On kaggle public - private leaderboard

One of the goals of building machine learning model is to accurately predict the future.

Since the future is unknown, we machine learning practitioner try to simulate task in an environment, collecting data that is as informative as possible, building the model that we think is best.

The purpose of train and test set

The trainset should represent everything that the model and the practitioner should know about the data, the features types, its observable distribution. Depend on the task and how much of the generalization property, the size and wholeness of the data distribution should be considered.

The testset, as in the name, is a test of the models abilities.

Do we need to test the ability to extrapolate from the partial distributed trainset into the unknown ? In Kaggle context, most probably yes.

Do we need to test the performance of the model, how fast it should run, how easy to deploy ? For Kaggle, usually no. In real world, yes.

Since the testset represent the unknown, evaluating the model multiple time against it reduce its usefulness as a test set.

The construction of the model validation set should be considered thoroughly. Pursposefully make the validation set look like testset undermine the testset itself, and undermine the task of building the model (How do you make thing looks like something you dont know? In this case, you suppose to not know the test set)

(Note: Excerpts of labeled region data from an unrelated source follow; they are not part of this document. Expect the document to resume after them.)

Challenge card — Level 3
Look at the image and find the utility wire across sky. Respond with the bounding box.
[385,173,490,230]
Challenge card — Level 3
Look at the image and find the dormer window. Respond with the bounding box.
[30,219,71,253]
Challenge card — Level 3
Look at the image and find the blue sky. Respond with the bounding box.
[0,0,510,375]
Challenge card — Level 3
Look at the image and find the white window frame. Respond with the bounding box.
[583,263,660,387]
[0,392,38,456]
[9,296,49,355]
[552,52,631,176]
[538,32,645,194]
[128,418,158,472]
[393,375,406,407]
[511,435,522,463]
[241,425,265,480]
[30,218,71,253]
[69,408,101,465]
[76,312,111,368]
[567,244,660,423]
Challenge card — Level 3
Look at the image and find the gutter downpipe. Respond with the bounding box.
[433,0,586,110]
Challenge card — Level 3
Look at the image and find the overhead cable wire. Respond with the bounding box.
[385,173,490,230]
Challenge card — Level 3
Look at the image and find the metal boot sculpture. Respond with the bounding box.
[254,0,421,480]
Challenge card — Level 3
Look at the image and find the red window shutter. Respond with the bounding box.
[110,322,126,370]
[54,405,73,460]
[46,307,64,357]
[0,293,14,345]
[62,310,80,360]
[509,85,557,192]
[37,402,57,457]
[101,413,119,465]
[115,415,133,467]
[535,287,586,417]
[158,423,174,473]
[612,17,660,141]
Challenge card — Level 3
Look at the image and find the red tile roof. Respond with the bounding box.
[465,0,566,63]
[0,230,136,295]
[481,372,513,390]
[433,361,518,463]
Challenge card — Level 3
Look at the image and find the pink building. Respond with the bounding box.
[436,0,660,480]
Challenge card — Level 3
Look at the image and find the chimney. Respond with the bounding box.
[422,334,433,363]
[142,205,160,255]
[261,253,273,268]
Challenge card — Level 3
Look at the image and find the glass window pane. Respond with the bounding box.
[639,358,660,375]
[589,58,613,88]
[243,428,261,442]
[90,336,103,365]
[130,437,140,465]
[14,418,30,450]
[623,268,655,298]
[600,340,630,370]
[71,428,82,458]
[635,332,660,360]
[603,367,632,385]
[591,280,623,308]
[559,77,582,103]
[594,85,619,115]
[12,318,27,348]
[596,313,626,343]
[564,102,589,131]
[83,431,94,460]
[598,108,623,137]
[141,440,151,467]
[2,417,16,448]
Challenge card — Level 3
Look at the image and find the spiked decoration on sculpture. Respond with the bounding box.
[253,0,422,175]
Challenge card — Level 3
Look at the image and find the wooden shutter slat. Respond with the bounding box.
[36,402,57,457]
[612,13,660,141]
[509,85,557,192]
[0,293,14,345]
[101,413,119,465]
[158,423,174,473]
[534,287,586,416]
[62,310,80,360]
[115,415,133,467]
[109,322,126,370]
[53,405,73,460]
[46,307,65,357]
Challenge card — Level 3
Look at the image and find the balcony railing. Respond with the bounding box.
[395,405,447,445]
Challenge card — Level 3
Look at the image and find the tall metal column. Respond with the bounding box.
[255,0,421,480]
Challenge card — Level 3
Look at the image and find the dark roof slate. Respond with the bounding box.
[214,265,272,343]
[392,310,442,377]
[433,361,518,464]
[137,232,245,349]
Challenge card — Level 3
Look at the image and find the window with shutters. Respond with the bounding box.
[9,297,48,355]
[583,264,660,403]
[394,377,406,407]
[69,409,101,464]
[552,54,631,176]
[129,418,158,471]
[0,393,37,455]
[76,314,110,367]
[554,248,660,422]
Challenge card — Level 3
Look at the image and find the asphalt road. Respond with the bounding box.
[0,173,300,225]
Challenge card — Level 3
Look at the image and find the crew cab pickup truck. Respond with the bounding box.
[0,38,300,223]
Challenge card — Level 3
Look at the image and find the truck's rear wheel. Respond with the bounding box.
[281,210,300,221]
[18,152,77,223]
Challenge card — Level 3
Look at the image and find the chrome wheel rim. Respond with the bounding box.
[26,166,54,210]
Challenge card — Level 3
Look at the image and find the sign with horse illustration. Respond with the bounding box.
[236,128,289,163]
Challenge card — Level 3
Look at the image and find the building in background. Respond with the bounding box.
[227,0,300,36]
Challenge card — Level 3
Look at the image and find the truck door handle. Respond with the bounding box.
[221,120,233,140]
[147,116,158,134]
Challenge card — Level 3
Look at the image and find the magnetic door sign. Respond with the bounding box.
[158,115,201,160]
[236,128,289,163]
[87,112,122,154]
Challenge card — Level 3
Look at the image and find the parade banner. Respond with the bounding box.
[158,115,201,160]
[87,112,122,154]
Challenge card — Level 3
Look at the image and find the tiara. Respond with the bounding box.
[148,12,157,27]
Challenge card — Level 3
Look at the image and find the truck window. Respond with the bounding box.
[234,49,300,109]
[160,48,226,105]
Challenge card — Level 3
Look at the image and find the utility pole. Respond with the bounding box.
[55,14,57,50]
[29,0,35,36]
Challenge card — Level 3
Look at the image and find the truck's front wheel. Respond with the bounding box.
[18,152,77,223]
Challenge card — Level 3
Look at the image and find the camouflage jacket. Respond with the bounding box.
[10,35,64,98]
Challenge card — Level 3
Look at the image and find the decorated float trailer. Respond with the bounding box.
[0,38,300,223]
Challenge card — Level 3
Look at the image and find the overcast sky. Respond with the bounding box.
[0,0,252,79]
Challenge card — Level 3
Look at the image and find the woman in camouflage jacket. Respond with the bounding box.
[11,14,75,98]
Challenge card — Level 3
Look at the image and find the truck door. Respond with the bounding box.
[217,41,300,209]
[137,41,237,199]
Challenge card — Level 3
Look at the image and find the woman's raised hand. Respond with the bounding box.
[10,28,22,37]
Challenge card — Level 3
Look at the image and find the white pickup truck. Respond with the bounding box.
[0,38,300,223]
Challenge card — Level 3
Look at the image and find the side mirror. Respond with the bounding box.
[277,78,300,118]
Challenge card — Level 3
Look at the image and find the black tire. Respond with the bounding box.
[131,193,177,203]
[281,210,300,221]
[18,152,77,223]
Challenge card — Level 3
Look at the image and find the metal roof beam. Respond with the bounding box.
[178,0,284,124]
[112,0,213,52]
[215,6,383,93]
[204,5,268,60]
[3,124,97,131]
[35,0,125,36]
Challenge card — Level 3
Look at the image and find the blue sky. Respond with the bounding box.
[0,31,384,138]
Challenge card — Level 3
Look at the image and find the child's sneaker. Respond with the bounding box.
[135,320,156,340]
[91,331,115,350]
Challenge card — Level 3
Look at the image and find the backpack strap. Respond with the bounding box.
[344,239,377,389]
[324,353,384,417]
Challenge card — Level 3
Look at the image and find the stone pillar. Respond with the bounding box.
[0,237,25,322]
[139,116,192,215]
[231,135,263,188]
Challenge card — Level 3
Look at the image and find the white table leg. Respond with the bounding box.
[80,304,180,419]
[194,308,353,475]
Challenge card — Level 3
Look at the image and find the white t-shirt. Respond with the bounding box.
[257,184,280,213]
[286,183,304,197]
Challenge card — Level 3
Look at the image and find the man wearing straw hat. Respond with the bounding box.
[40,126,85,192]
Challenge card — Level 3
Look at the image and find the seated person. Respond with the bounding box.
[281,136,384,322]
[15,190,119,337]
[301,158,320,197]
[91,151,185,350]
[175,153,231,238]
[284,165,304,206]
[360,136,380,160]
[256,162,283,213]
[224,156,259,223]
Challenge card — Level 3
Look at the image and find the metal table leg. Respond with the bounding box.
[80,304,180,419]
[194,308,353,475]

Kaggle Public leaderboard is not that useful

In the general sense, trainset and testset is randomly split, or is sampled based on some index (time, or space or whatever).

If the public testset is akin to trainset,then it’s redundant. And if the public testset reveals something about the private one, then it’s leakage, in the sense that it undermines the true purpose of the (unseen data) testset.

It’s up to the organizer to decided that the leakage is desirable or not.

Also that when the public leaderboard testset does not look like train or test set, then the discrepancy creates shakeups and huge disappointment at the end of the day.

This free-to-probe leaderboard data also encourage trial-and-error kind of approach. I agree that it works. But it also discourages the development of rigorous and well thought out approaches.

Solutions

Get rid of the public leaderboard altogether. All you got there folks is the trainset. That place a big responsibility on the organizer shoulder to construct a train and test set that makes sense.

Also, doing so reduce the thrill, the feel of competing and self gratification you reward yourself on beating other teams.

A suggestion would be doing round-based evaluation, says, each week of the competition. That would reduce the probing effect, force the competitor to be more scientifically constructive in their solution. When evaluation is expensive, the competitor will spend them more wisely.

Written on August 23, 2019